JAKARTA — Pemerintah pusat akhirnya mengambil langkah cepat merespons persoalan tata kelola pertimahan di Provinsi Kepulauan Bangka Belitung, terutama situasi yang berkembang di Kabupaten Belitung Timur.
Dalam rapat yang digelar Menteri Koordinator Bidang Hukum, HAM, Imigrasi, dan Pemasyarakatan, Yusril Ihza Mahendra, Selasa (18/8/2026), pemerintah membuka ruang bagi PT Timah Tbk untuk tetap membeli timah yang telah diproduksi dan beredar di masyarakat.
Keputusan ini menjadi langkah sementara sembari pemerintah menyiapkan regulasi yang dinilai lebih kuat sebagai payung hukum tata kelola pertimahan.
“Rapat tadi telah disepakati bahwa PT Timah dibenarkan untuk terus melakukan pembelian terhadap timah yang ada di masyarakat yang kemudian dapat distok oleh PT Timah,” kata Yusril.
Rapat tersebut melibatkan sejumlah kementerian dan lembaga, Pemerintah Provinsi Kepulauan Bangka Belitung, PT Timah Tbk, serta para pemangku kepentingan terkait.
Tak Ingin Ekonomi Rakyat Terhenti
Yusril menegaskan, pemerintah memahami kondisi masyarakat Bangka Belitung yang menggantungkan kehidupan ekonominya pada aktivitas pertimahan.
Karena itu, penyelesaian persoalan tidak bisa semata-mata dilihat dari sisi hukum. Pemerintah juga harus memperhitungkan dampaknya terhadap masyarakat dan kepentingan negara.
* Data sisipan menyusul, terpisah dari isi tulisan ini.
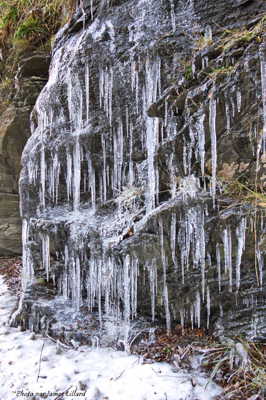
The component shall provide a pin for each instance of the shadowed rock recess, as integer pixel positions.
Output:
(153, 109)
(16, 103)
Pandangan Kejaksaan Agung dan Badan Pengawasan Keuangan dan Pembangunan (BPKP) turut didengarkan dalam rapat tersebut. Pemerintah ingin memastikan kebijakan yang diambil tetap memiliki pijakan hukum dan tidak menimbulkan persoalan baru di kemudian hari.
Langkah tersebut sekaligus menunjukkan pemerintah tidak ingin persoalan hukum terkait pertimahan membuat aktivitas ekonomi masyarakat berhenti tanpa solusi.
Untuk memastikan kebijakan sementara tersebut memiliki kerangka hukum yang jelas, pemerintah akan membentuk tim kecil yang dipimpin Wakil Menteri Koordinator Bidang Hukum, HAM, Imigrasi dan Pemasyarakatan, Otto Hasibuan.
Tim ini mendapat tugas khusus merumuskan kerangka kebijakan dan legalitas bagi PT Timah dalam melakukan pembelian timah masyarakat.
Yusril menyebut tim tersebut harus mampu merumuskan kebijakan dalam waktu maksimal kurang dari satu minggu, sembari menunggu diterbitkannya Peraturan Presiden (Perpres) mengenai pertimahan.
“Besok tim kecil terbentuk untuk memberikan satu kerangka hukum bagi PT Timah untuk melakukan pembelian ini. Dalam waktu kurang dari satu minggu maksimum, tim sudah merumuskan satu kebijakan,” ujar Yusril.
Bukan Izin Permanen
Pemerintah juga tengah menyiapkan Rancangan Peraturan Presiden mengenai pertimahan. Regulasi ini diharapkan menjadi jawaban yang lebih permanen terhadap persoalan tata kelola komoditas timah di Bangka Belitung.
Namun, Yusril memberikan penegasan penting, kebijakan untuk sementara memberi ruang kepada PT Timah membeli timah masyarakat bukanlah kelonggaran tanpa batas.
Pemerintah menyebut langkah tersebut sebagai exception atau pengecualian yang hanya berlaku dalam kondisi tertentu dan untuk jangka waktu terbatas.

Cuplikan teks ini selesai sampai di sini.